Identification of microRNA underying the common pathogenic mechanism of lung cancer and interstitial pneumonia and establishment of a basis for its therapeutic application

2019 Fiscal Year Final Research Report

• Project/Area Number: 17K09671
• Research Category: Grant-in-Aid for Scientific Research (C)
• Allocation Type: Multi-year Fund
• Section: 一般
• Research Field: Respiratory organ internal medicine
• Research Institution: Tokyo Medical University
• Principal Investigator: Nobuyuki Koyama 東京医科大学, 医学部, 教授 (30353460)
• Project Period (FY): 2017-04-01 – 2020-03-31
• Keywords: 非小細胞肺癌 / 間質性肺炎 / マイクロRNA / 上皮間葉転換 / 筋線維芽細胞分化 / 転移 / 浸潤 / 肺線維化

Outline of Final Research Achievements

Both lung cancer and interstitial pneumonia are refractory and highly comorbid diseases.

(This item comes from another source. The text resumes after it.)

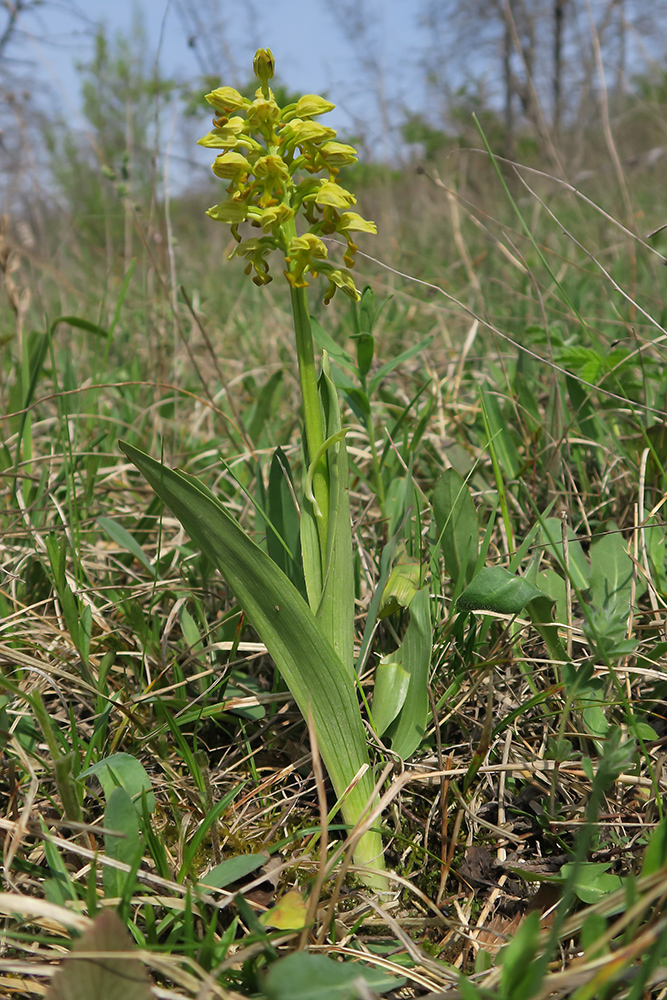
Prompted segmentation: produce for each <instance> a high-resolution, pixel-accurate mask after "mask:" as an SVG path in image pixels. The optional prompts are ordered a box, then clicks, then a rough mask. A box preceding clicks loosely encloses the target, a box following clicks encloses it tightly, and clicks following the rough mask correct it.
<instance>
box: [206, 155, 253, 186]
mask: <svg viewBox="0 0 667 1000" xmlns="http://www.w3.org/2000/svg"><path fill="white" fill-rule="evenodd" d="M211 170H212V171H213V173H214V174H215V176H216V177H223V178H225V179H229V180H233V178H234V177H237V176H238V175H239V174H248V173H250V171H251V170H252V165H251V163H250V162H249V160H246V158H245V156H243V155H242V154H241V153H236V152H234V151H231V152H229V153H221V155H220V156H216V158H215V161H214V162H213V164H212V166H211Z"/></svg>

In the present study, we identified miR-X of microRNA (miRNA) that commonly suppressed the mechanism underlying the development and progression of both diseases.
Using comprehensive miRNA expression analysis, we found commonly decreased expression levels of miR-X in lung cancer and interstitial pneumonia tissues in patients with comorbid lung cancer and interstitial pneumonia, compared to those in healthy lung and lung cancer tissues in patients with lung cancer without interstitial pneumonia.　Overexpression of miR-X suppressed cell growth and epithelial-mesenchymal transition involved in cancer metastasis and invasion in lung cancer cell lines and inhibited differentiation of fibroblasts to myofibroblasts as an indicator of pulmonary fibrogenesis. These findings shown in in vitro assays were confirmed in in vivo assays using disease model mice.

Free Research Field

呼吸器病学

Academic Significance and Societal Importance of the Research Achievements

難治性疾患である肺癌と間質性肺炎は高率に合併し、間質性肺炎合併肺癌は治療選択肢が乏しく、予後不良である。本研究で同定したmiR-Xは、肺癌と間質性肺炎の発症・進展を共通に抑制した。miR-Xの同定と細胞および疾患モデルマウスを用いたmiR-X効果の検証により、肺癌と間質性肺炎の新たな発症・進展機序が明らかになるとともに、両疾患のみならず間質性肺炎合併肺癌に対するmiR-Xを用いた新たな治療の開発、臨床応用への基盤となることが期待できる。さらに、miR-Xは短鎖非コードRNAであるマイクロRNA（miRNA）であり、肺癌、間質性肺炎に対するこれまでにはない治療モダリティーの開発が期待される。